CMS Transrectal Ultrasound Form

Effective Date

10/10/2019

Last Reviewed

10/04/2019

Original Document

  Reference



Background for this Policy

Summary Of Evidence

N/A

Analysis of Evidence

N/A

Abstract:

Transrectal ultrasound (or echography) is a useful clinical tool for visualizing pathology for specific conditions involving the rectum and surrounding tissues. It is also used for needle guidance during prostatic biopsy and for assistance in the accurate placement of radiation therapy fields and interstitial radioelements. Despite technological improvements with ultrasonic imaging, limitations remain, including those related to the high level of operator dependence on the over-all outcome of the image. Consistent and accurate results can only be expected when the examiner and the interpreter have adequate training and maintain these skills through frequent use.

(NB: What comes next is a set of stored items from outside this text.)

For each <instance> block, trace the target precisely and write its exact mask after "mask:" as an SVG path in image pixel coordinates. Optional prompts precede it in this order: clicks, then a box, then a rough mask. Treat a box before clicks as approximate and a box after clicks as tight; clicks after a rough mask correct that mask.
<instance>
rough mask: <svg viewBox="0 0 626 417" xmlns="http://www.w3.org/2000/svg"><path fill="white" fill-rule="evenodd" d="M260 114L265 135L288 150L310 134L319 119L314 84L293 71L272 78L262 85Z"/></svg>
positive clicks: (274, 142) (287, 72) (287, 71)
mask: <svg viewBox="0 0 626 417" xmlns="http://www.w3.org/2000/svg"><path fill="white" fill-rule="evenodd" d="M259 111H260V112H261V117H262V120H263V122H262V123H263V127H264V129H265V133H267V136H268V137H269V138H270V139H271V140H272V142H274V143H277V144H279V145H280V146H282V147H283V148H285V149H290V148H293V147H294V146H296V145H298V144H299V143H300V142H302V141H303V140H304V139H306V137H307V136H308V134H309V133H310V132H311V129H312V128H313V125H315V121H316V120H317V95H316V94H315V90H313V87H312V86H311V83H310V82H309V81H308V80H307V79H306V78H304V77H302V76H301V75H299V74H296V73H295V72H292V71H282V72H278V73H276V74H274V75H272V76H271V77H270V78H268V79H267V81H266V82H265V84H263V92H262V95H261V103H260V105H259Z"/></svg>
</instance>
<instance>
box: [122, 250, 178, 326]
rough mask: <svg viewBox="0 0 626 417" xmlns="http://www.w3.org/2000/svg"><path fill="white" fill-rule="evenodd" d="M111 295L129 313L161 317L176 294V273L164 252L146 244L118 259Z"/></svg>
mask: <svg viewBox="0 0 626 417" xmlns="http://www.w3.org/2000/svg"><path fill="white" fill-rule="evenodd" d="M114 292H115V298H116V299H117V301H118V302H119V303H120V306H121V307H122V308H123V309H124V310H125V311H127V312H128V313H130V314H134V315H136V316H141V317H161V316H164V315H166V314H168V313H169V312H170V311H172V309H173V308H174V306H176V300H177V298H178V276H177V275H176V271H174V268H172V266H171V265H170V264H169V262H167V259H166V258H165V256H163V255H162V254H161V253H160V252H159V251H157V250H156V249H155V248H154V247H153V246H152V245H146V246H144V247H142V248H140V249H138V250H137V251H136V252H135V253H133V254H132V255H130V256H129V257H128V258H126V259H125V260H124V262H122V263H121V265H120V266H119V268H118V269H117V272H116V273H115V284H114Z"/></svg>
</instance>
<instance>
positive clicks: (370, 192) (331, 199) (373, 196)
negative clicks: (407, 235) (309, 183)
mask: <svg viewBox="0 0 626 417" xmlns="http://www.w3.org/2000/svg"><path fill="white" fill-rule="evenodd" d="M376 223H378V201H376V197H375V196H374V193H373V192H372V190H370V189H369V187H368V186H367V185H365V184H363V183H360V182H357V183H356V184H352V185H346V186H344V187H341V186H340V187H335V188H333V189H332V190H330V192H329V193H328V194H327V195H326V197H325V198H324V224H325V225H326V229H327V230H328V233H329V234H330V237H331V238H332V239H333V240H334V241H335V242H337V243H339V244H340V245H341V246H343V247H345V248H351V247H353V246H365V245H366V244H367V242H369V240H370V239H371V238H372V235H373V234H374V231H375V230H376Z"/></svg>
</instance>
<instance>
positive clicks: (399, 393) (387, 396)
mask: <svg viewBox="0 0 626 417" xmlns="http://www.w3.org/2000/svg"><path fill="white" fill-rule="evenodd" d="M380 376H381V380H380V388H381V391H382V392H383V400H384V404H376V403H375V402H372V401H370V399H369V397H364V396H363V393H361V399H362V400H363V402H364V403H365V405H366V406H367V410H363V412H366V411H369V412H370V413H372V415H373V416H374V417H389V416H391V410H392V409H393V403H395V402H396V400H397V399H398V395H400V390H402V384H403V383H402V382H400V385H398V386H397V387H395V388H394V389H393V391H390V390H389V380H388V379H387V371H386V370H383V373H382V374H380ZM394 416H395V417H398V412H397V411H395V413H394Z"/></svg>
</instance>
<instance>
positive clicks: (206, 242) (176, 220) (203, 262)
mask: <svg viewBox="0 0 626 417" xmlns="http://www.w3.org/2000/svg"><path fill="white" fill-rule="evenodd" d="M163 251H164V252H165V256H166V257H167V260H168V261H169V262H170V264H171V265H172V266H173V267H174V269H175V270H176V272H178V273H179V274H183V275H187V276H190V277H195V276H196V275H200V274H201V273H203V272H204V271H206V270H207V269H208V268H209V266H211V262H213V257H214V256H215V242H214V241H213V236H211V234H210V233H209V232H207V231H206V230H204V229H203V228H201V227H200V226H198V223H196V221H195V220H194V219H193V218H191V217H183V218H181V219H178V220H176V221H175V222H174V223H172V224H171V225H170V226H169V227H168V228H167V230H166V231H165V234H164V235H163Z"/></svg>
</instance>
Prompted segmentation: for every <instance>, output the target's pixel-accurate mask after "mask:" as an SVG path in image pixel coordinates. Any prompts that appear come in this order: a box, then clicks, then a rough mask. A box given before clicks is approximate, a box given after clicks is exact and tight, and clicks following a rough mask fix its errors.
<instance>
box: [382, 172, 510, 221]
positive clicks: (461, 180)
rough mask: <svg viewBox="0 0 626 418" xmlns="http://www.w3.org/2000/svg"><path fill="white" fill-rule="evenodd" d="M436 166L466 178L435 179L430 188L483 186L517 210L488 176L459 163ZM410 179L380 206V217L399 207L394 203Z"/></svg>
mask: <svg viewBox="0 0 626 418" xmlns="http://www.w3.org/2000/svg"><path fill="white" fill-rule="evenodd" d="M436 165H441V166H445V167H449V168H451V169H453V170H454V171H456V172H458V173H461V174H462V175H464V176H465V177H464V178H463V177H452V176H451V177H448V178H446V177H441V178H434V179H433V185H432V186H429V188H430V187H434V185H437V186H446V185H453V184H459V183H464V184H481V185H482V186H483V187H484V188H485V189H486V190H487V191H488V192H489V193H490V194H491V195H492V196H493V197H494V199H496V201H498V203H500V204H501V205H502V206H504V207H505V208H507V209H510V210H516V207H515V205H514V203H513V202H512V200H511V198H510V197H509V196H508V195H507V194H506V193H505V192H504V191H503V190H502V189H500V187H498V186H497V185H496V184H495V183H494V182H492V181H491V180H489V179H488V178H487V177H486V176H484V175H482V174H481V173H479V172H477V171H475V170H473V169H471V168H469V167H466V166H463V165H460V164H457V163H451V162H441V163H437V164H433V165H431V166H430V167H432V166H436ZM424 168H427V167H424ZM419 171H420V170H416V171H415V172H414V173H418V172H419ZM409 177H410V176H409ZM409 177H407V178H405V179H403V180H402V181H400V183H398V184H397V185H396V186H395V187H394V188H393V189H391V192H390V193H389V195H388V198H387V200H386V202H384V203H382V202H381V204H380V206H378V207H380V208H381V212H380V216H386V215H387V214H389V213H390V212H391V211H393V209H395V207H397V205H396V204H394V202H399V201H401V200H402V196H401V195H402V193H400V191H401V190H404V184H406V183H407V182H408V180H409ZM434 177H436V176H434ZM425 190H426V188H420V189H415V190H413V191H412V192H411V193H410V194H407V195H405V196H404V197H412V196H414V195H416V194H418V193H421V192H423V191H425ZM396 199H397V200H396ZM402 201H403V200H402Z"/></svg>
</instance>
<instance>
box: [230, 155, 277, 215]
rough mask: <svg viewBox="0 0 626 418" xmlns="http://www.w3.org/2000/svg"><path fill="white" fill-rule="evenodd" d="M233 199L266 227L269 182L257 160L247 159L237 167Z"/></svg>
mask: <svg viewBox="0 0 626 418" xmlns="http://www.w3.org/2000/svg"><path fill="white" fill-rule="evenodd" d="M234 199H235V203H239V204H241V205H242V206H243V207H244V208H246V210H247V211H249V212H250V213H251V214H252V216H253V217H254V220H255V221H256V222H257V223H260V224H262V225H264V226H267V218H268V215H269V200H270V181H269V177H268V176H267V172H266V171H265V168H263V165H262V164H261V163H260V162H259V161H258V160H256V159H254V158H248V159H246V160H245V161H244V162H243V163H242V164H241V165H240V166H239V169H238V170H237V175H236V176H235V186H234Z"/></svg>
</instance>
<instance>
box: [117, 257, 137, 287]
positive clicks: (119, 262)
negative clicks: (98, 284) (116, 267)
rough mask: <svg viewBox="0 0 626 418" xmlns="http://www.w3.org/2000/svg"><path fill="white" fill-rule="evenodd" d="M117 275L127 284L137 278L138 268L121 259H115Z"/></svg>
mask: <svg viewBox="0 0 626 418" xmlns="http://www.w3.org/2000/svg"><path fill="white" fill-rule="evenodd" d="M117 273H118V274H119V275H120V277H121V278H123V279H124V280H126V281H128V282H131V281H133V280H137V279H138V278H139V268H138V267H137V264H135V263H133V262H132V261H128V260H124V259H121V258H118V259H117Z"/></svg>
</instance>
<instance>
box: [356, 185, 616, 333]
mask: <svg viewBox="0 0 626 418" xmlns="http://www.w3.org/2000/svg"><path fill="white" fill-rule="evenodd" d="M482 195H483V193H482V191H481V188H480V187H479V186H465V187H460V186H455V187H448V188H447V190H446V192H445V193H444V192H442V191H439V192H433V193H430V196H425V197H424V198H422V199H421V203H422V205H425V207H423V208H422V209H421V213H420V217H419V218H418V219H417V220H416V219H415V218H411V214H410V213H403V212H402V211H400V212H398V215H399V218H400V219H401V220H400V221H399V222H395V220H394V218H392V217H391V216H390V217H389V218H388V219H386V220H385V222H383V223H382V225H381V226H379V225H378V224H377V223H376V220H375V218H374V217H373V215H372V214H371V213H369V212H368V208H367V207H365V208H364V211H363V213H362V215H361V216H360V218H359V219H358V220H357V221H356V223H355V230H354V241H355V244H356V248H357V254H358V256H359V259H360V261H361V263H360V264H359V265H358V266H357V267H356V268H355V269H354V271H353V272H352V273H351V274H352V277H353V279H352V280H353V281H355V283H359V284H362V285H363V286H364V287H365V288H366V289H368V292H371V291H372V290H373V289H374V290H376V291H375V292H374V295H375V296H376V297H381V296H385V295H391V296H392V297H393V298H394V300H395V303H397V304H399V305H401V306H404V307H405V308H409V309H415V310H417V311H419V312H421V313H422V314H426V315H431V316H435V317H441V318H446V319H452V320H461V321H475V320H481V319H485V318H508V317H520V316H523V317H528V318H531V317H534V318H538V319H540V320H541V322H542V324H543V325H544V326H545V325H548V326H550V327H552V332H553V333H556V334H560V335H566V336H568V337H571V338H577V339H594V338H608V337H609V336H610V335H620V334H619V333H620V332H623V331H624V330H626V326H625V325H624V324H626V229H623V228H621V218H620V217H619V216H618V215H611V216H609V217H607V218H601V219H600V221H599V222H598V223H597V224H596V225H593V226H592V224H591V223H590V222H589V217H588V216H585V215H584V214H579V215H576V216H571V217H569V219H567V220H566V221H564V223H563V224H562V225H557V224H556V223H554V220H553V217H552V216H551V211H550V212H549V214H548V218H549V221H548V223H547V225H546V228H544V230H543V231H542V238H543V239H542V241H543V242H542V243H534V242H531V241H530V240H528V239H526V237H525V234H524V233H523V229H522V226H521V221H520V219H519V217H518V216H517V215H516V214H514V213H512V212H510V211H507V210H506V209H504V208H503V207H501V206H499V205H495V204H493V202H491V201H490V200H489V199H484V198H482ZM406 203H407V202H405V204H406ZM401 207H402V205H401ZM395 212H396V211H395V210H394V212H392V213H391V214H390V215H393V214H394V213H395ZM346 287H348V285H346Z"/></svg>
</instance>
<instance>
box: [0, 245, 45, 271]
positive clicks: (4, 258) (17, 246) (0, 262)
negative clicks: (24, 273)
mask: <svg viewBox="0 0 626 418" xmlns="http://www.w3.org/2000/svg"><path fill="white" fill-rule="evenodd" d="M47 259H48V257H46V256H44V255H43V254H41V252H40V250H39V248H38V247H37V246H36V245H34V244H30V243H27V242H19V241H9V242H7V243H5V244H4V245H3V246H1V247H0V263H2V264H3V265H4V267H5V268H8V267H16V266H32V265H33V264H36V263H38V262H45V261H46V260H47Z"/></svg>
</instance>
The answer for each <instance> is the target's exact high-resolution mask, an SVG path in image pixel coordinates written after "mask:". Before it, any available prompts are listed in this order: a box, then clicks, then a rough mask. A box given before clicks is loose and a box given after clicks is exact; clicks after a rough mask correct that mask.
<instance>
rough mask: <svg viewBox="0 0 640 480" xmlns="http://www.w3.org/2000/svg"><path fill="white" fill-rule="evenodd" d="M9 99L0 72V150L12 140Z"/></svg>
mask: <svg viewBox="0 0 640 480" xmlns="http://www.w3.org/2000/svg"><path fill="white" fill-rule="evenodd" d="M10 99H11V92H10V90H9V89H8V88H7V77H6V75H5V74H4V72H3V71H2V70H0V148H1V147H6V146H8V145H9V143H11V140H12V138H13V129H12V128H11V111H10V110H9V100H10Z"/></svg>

By itself, echography or ultrasonography has no validity as a screening test. There will be no reimbursement without Medicare-covered clinical indications.

Indications:

Prostate:

  1. Clinical staging of a patient with prostate cancer in whom radical prostatectomy or radiation therapy is considered.
  2. Evaluation of a patient following radical prostatectomy or radiation therapy for prostate cancer who has rising prostate specific antigen (PSA) levels.
  3. A suspicion of prostatic disease documented from the patient’s history, rectal examination, or a clinically significant PSA increase, and/or bone scan evidence of metastasis without a diagnosis of prostate cancer.
  4. Transrectal ultrasound is allowed for metastatic lesions of unknown source, with a high PSA level, which could have their origin in the prostate.
  5. Infertility and azoospermia where an ejaculatory duct cyst is suspected.
  6. Fever of unknown origin where a prostatic focus is suspected.
  7. Evaluation of suspected prostatitis or prostatic abscess.
  8. Congenital and acquired cystic conditions of prostate, seminal vesicles, and related tissues.
  9. Measuring size/volume of prostate tissue prior to radiation therapy, transurethral needle ablation of the prostate (TUNA), or transurethral microwave thermotherapy (TUMT), Transurethral Resection of the Prostate (TURP) and Laser Ablation of Prostate (“green-light” laser).
  10. Transrectal ultrasound is also used to guide correct interstitial radioelement application and placement of radiation therapy fields.
  11. Monitoring of response to therapy in patients with prostate cancer
  12. Evaluation of seminal vesicles in the presence of hematospermia.

Rectum:

  1. Clinical staging of a patient with rectal carcinoma.
  2. Evaluation of a patient who has had definitive treatment for carcinoma of the rectum at risk for recurrent disease.
  3. Evaluation of a patient with anal or rectal fistula when documentation indicates the diagnostic result is necessary to determine the appropriate treatment.
  4. Diagnostic evaluation of malignant or benign perirectal tumors such as, but not limited to, villous adenomas, chordomas, leiomyoscarcomas, and dermoid cysts.
  5. Evaluation of anal and/or rectal or perirectal abscesses when the documentation indicates the diagnostic result is likely to contribute to the development of a treatment plan.
  6. Evaluation of anal incontinence symptoms that are likely due to anatomic sphincter defects for which surgical reconstruction is most likely to be done. Typically, the patient has fecal incontinence with a history of traumatic risk (e.g., childbirth, rectal surgery or irradiation).

Limitations:

Measurement of prostate volume via a transrectal echography prior to brachytherapy
should be performed only for planned brachytherapy procedures.

Medicare will not cover transrectal ultrasound unless applicable criteria under the “Indications and Limitations of Coverage and/or Medical Necessity” section are met.

Examples of noncovered indications for the use of transrectal ultrasound include, but are not limited to, the following:

  • Screening of asymptomatic patients;
  • Confirmation of a known diagnosis when no significant additional information is expected;
  • Evaluation of benign lesions except as noted in the “Indications” subsection above; and/or
  • Family history of colorectal/prostate carcinoma.